It's Small, Diverse - and, Yes, Somewhat Less Expensive
'Why did you choose Portugal?'' When we recounted our vacation to others, everyone seemed to ask that question. I suppose of all the countries in Europe, Portugal seemed more off the beaten path.
That's one reason we decided to make it our destination. We also thought it might be more of a travel bargain than places such as Italy, France, or Spain.
That may have been true a few years ago, but Portugal, while still less expensive than its neighbors, is quickly catching up. In 1986, it joined the European Community, and prices have risen as the country moves to modernize its services. The weakening United States dollar has lost some of its value against the escudo as well. We found hotel and food prices comparable to many US cities, with prices ranging from cheap to very expensive.
Tourism is also growing swiftly as the government spends more money to promote its country and as more people discover it.
Portugal is surprisingly diverse geographically. Fishing villages and resort towns are scattered along the miles of sandy and rocky coastline. Tall, rugged mountains carve up the northeastern section; parts of the interior are dry and Mediterranean; others are lush and green. At 350 miles long and 138 miles across at its widest point, Portugal is fairly small, and one can cover a lot of territory in a short time. Roads are improving, though driving can be an adventure not for the timid, especially in the cities.

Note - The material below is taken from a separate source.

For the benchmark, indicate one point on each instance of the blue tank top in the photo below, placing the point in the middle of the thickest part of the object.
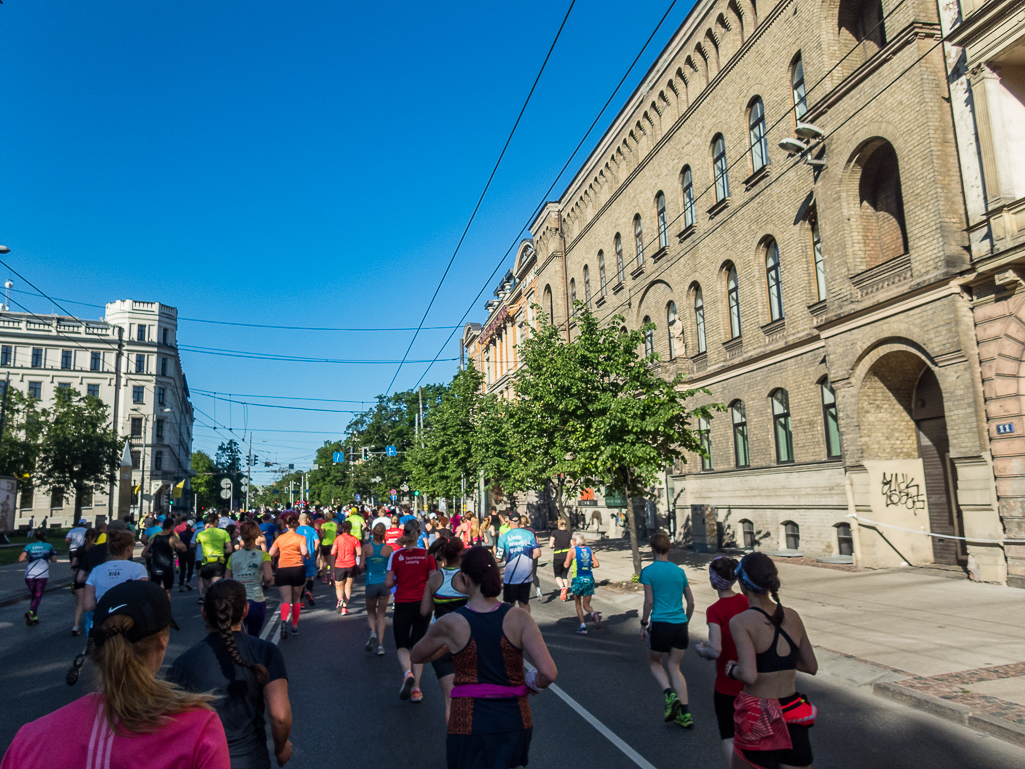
(583, 561)
(376, 565)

Everywhere you go, you'll see azulejos (painted ceramic tiles) introduced by the Moors. Churches, walls, fountains, and private residences are decorated with the colorful tiles, the patterns of which range from geometrical designs to religious and ocean motifs. The best time to head to Portugal is during the spring or fall. Tourist season is high summer, and reservations to the country's pousadas need to made well in advance.